Os serviços de educação especial visam dar resposta às necessidades educativas especiais dos alunos com limitações significativas ao nível da atividade e participação, decorrentes de alterações funcionais e estruturais de caráter permanente, resultando em dificuldades continuadas ao nível da comunicação, da aprendizagem, da mobilidade, da autonomia, do relacionamento interpessoal e da participação social,  mas  promovendo a existência de condições que assegurem a plena inclusão dos alunos. Este serviço é da responsabilidade de uma equipa multidisciplinar composta pela professora de educação especial, pela psicóloga e com a colaboração da professora titular de turma ou conselho de turma, podendo estar envolvidos profissionais de outra áreas.

É princípio básico e essencial da Educação Especial considerar a personalidade como um todo que envolve a perceção, cognição, emoção, motivação, socialização e participação, tentando minimizar as incapacidades para que os alunos possam fazer um percurso escolar e social o menos limitado possível e num meio o menos restritivo, como preconiza a Declaração de Salamanca.

Valorizar os talentos individuais dos alunos com necessidades educativas especiais atendendo a todos e a cada um nas suas potencialidades, aproveitando-as com o objetivo de formar indivíduos diferentes mas cidadãos iguais, tentando harmonizar a individualidade e a diversidade.

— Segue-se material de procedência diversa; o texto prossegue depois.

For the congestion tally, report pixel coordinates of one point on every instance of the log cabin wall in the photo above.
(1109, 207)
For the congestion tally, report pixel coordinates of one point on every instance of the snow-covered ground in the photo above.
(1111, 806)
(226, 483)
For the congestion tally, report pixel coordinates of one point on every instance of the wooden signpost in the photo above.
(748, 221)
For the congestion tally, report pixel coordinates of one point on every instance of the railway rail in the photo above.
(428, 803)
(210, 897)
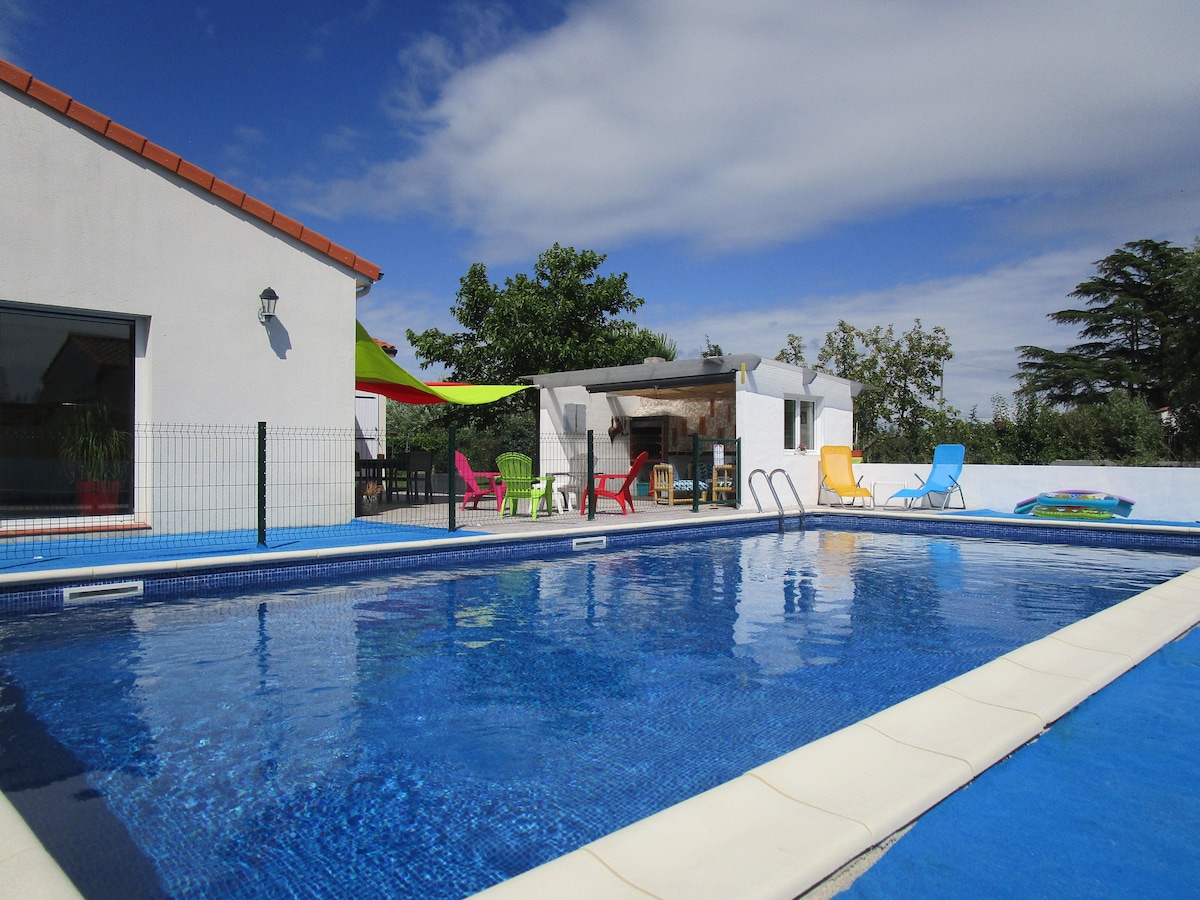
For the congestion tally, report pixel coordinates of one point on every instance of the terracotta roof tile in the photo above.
(46, 94)
(174, 163)
(195, 173)
(286, 223)
(228, 192)
(89, 117)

É da competência da Educação Especial:

  • Conjugar a sua atividade com outras estruturas de orientação educativa, com vista a contribuir para a implementação dos princípios da Escola Inclusiva;
  • Incrementar as medidas previstas no Decreto-Lei n.º 3/2008 de 7 de janeiro, relativas a estes alunos;
  • Colaborar com os órgãos de gestão e coordenação pedagógica do Colégio;
  • Colaborar com os professores/educadores;
  • Apoiar direta ou indiretamente os alunos;
  • Colaborar com o Serviço de Psicologia e Orientação;
  • Contactar com as famílias e encarregados de educação.

O que se refere às orientações, a Educação Especial tem de fazer o processo de referenciação das crianças e jovens do colégio o mais precocemente possível detetando os fatores de risco associados às limitações ou incapacidades. Esta intervenção efetua-se por iniciativa dos pais ou encarregados de educação, pelos docentes ou por técnicos e/ou serviços que intervêm junto da criança ou jovem. Esta referenciação é feita à direção pedagógica do Colégio e à qual são explicadas as razões que levaram à sinalização da situação e é anexada toda a documentação considerada relevante para o processo de avaliação.

Segue-se o processo de avaliação, em que a direção pedagógica do Colégio terá de solicitar ao serviço de psicologia um relatório técnico-pedagógico conjunto, com os contributos dos restantes intervenientes no processo, onde sejam identificadas, nos casos em que se justifique, as razões que determinam as necessidades educativas especiais do aluno e a sua tipologia, designadamente as condições de saúde, doença e incapacidade.

O Programa Educativo Individual (artigo 8º do Decreto-Lei n.º 3/2008 de 7 de janeiro) é o documento que fixa e fundamenta as respostas educativas e respetivas formas de avaliação e integra o processo individual do aluno. O modelo do PEI é aprovado por deliberação do conselho pedagógico e inclui os dados do processo individual do aluno (identificação, história escolar e pessoal, conclusões do relatório de avaliação e adequações no processo de ensino-aprendizagem a realizar, com indicações das metas, das estratégias, recursos humanos e materiais e forma de avaliação). Os indicadores de funcionalidade, bem como, os fatores ambientais que funcionam como facilitadores ou como barreiras à atividade e participação do aluno na vida escolar, são parte integrante do PEI.

As respostas educativas da Educação Especial do Colégio do Ave conduzem à maximização das potencialidades do aluno, ao seu desenvolvimento global e harmonioso, apostando no seu sucesso escolar.

Durante o ano letivo a professora de Educação Especial articula com os professores titulares de turma, e por vezes com os próprios pais e/ou encarregados de educação, estratégias-procedimentos/técnicas que conduzam à consecução das aprendizagens pré-determinadas, de modo a que o aluno com necessidades educativas especiais se mantenha ativo e integrado no seu processo de ensino/aprendizagem.